The range and diversity of things on the web at this point is beyond staggering.  It’s common knowledge that you can find everything from complete novels to candidates’ political profiles to marketing pages for companies to government-sponsored reports to university department pages to tribute sites for guinea pigs authored by animal-loving 13-year-olds. It’s all there, in a parallel universe of people, ideas, and information. So how do we sort through this information, identify what a given site is, and evaluate its quality? There’s lots of good stuff on the web, but there’s also plenty of garbage, and all sorts of things in between; some sources are reliable and thorough, some have shaky credibility, and some are downright crazy. How to make sense of this cacophony?

Two excellent websites that give us knowledge and specific strategy to begin organizing and evaluating what we find on the web:

  • Evaluating Web Resources, developed by library professionals Jan Alexander and Marsha Ann Tate at Widener University. Explains each of the 5 kinds of web sources, provides links to examples of each type, and lists evaluative questions for each type of source according to specific criteria: authority, accuracy, objectivity, currency, and coverage.
  • A Guide to Critical Thinking about What You See on the Web by John Henderson of Ithaca College. Full of humor and insight, this site provides a simple yet thorough approach to assessing web pages.

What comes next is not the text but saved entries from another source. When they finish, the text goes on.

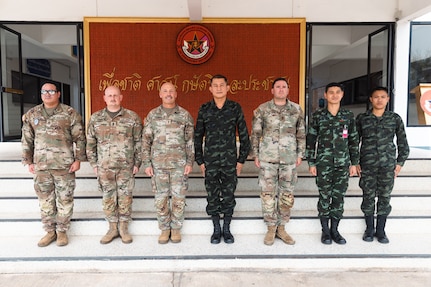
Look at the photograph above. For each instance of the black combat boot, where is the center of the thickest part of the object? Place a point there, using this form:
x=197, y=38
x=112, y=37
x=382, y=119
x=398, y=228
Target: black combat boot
x=369, y=231
x=326, y=234
x=336, y=236
x=380, y=229
x=228, y=237
x=216, y=237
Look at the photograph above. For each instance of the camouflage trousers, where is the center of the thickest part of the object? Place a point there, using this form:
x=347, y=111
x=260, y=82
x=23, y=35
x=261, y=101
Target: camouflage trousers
x=332, y=183
x=170, y=188
x=277, y=182
x=54, y=189
x=116, y=185
x=220, y=184
x=376, y=182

Regardless of the specific way you approach a web source, the key thing to remember is that you’re trying to determine the quality of the source (how good is the information?) as well as its credibility (how much can I trust the information?). The better answers you supply for each of the following criteria with respect to a given web source, the greater the quality and credibility of that source.

A Word on Print Sources

But what about other kinds of sources, including books, professional journal articles, news and popular magazine sources, reference works, government documents, etc.? These are probably even more important than web sources, given the vast amounts of information available in print and the higher levels of quality control (not always, but generally) that surround the production of print sources compared to that of web sources (often there’s no editing or quality control for websites beyond what the author provides). It’s important to analyze that information, too, in order to assess the quality, credibility, and usefulness of a given source for your research.

A few thumbnail guidelines in this regard:

  • Peer-reviewed sources are better than non-peer-reviewed.
  • University Presses are good sources of scholarly books and even journals. These books tend to be more scholarly in nature than those you’ll find offered by trade publishers.
  • Scholarly and professional journals are excellent sources of original, peer-reviewed research reports.

For some critical questions to apply to sources you find in the course of your research, check out this brief list of questions from Purdue’s Online Writing Lab. Remember that you should also evaluate a source as you read it, before you use it in a research paper.